La particolarità dell’Oratorio Cup è la presenza dell’addetto all’arbitraggio che ogni realtà sceglie e forma tramite incontri sul regolamento del Calcio a 5, e che mette a disposizione nelle gare casalinghe. È una figura molto importante che insieme agli allenatori e i dirigenti forma la terza squadra in campo, quella degli educatori. In questo spirito ogni realtà organizza a fine gara il IV tempo che è l’occasione per i ragazzi di mischiarsi e diventare amici.
L’Oratorio Cup si conclude nella grande giornata di festa finale che vede tutte le squadre di tutte le categorie impegnate in gare che assegnano dalla prima all’ultima posizione.

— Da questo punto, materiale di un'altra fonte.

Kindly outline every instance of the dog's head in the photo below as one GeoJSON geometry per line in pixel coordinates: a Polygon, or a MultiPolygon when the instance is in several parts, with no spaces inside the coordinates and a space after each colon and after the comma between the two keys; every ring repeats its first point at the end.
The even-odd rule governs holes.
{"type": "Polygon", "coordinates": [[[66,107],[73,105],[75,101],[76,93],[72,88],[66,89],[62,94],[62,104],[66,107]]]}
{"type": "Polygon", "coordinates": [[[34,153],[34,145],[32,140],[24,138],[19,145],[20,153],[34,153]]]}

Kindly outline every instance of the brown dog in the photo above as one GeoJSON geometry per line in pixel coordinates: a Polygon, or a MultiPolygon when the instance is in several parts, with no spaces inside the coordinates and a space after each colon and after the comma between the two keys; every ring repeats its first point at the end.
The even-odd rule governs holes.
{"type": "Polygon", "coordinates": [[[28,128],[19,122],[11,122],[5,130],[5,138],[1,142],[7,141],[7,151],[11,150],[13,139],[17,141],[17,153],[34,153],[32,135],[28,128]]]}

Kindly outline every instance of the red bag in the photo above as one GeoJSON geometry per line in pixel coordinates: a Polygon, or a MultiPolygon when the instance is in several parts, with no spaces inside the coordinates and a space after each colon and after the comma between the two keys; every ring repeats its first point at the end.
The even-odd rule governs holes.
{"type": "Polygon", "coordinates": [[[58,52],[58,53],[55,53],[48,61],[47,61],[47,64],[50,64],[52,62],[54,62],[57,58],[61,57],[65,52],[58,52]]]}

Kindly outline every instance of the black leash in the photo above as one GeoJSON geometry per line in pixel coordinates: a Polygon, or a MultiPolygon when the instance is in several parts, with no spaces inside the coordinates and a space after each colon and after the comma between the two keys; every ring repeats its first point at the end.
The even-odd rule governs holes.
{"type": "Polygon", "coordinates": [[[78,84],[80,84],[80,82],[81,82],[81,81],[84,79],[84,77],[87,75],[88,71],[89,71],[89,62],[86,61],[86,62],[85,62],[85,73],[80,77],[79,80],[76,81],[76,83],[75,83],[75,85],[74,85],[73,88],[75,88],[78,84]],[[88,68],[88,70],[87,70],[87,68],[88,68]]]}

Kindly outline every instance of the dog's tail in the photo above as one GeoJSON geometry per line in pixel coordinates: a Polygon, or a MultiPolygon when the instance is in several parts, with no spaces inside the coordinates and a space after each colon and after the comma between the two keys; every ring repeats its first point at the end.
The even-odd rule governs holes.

IL CSI Centro Sportivo Italiano
Il Centro Sportivo Italiano (C.S.I.) è un’organizzazione non a scopo di lucro nazionale, fondata nel 1944 sul volontariato, riconosciuta quale Ente di promozione sportiva ed Associazione di promozione sociale che promuove lo sport come momento di educazione, di crescita, di impegno e di aggregazione sociale, ispirandosi alla visione cristiana dell’uomo e della storia nel servizio alle persone e al territorio. Educare attraverso lo sport è la missione del Centro Sportivo Italiano, in quanto vuole rispondere ad una domanda di sport qualificata sul piano culturale, umano e sociale.
Promuove lo sport come:
– strumento di prevenzione verso alcune particolari patologie sociali (quali la solitudine, le paure, i timori, i dubbi, le devianze dei più giovani);
– un’attività sportiva organizzata, continuativa, seria, promossa da educatori, allenatori, arbitri, dirigenti consapevoli del proprio “mandato” educativo;
– proposta sportiva nel rispetto delle età e dei bisogni di ciascun atleta, permettendogli in tal modo di scoprire il meglio di sé, di imparare a conoscere il proprio corpo, a valorizzarlo, a stimarlo.